Pepper Spray Litigation
From time to time, civilians and law enforcement officers have managed to use pepper spray excessively or irresponsibly. Even though pepper spray is non-lethal, it does hurt to go through getting sprayed with pepper spray. If you feel you have been unfairly attacked with pepper spray, you can force litigation.
Concerned citizens across the country have also noted that police offers have been known to use pepper spray on people when use of it was clearly gratuitous. Litigation has been pressed, and the media have touched on the subject to a small extent. As a result, the Justice Department commissioned a report about the benefits and dangers of pepper spray, resulting in a more education law enforcement system.
Pepper spray is a generic term for all self-defense sprays that contain oleoresin capsicum, a carrier, and a propellant. Oleoresin capsicum is the active ingredient in pepper spray, harvested or derived from cayenne peppers or other peppers. Its effects are physically incapacitating rather than painfully irritating; this makes it ideal for self-defense sprays that are intended for use on assailants who are immune to pain (psychotics, those under the influence of drugs or alcohol, or just “tough guys”).
Tear gas, on the other hand, is commonly made of one of two chemical compounds: CS (orthochlorobenzalmalononitrile) or CN (choroacetophenone). These compounds, when sprayed into the face of an assailant, work to irritate eyes, skin, and respiratory system. They work on the pain principle, and so are not effective against those who are impervious to pain.
Mace is a brand name that used to offer only tear gas. Now, Mace offers several different types of self-defense spray, including:
Mace Triple Action is pepper spray, tear gas, and Ultra-Violet dye. The pepper spray physically incapacitates the assailant by forcing his eyes shut and tightening his bronchial tubes, making it impossible for him to see and very difficult for him to breathe. The tear gas irritates the bronchial tubes, causing him to cough. The UV dye brands the assailant with a purple mess, making him easily identifiable.

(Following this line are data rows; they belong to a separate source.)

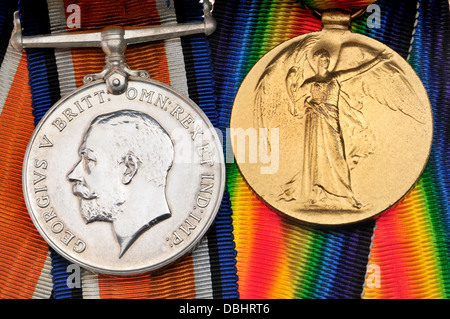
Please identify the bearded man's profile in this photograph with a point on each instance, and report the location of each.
(121, 176)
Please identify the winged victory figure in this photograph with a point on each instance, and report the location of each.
(318, 84)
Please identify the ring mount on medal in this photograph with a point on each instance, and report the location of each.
(64, 142)
(341, 160)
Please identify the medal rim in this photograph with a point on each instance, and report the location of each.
(174, 257)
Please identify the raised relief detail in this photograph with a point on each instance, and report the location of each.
(121, 176)
(328, 86)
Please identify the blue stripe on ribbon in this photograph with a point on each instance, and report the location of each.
(201, 90)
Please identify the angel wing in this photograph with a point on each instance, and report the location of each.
(385, 82)
(279, 84)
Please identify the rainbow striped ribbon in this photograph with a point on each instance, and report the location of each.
(405, 253)
(27, 268)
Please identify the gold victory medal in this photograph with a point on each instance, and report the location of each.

Pepper Mace uses a 10-percent oleoresin capsicum solution and UV dye. The OC solution is a particularly strong one; it doesn’t kick in as quickly as a smaller concentration like 1-5 percent, but the effects are longer, sometimes up to 45 minutes.
Pepper foam is the same as pepper Mace, but it sprays as foam rather than a liquid.
So as you can see, it is not a question of mace vs. pepper spray, since Mace is simply a brand name. The question is really one of Tear Gas vs. Pepper Spray. The winner? Pepper spray, hands down.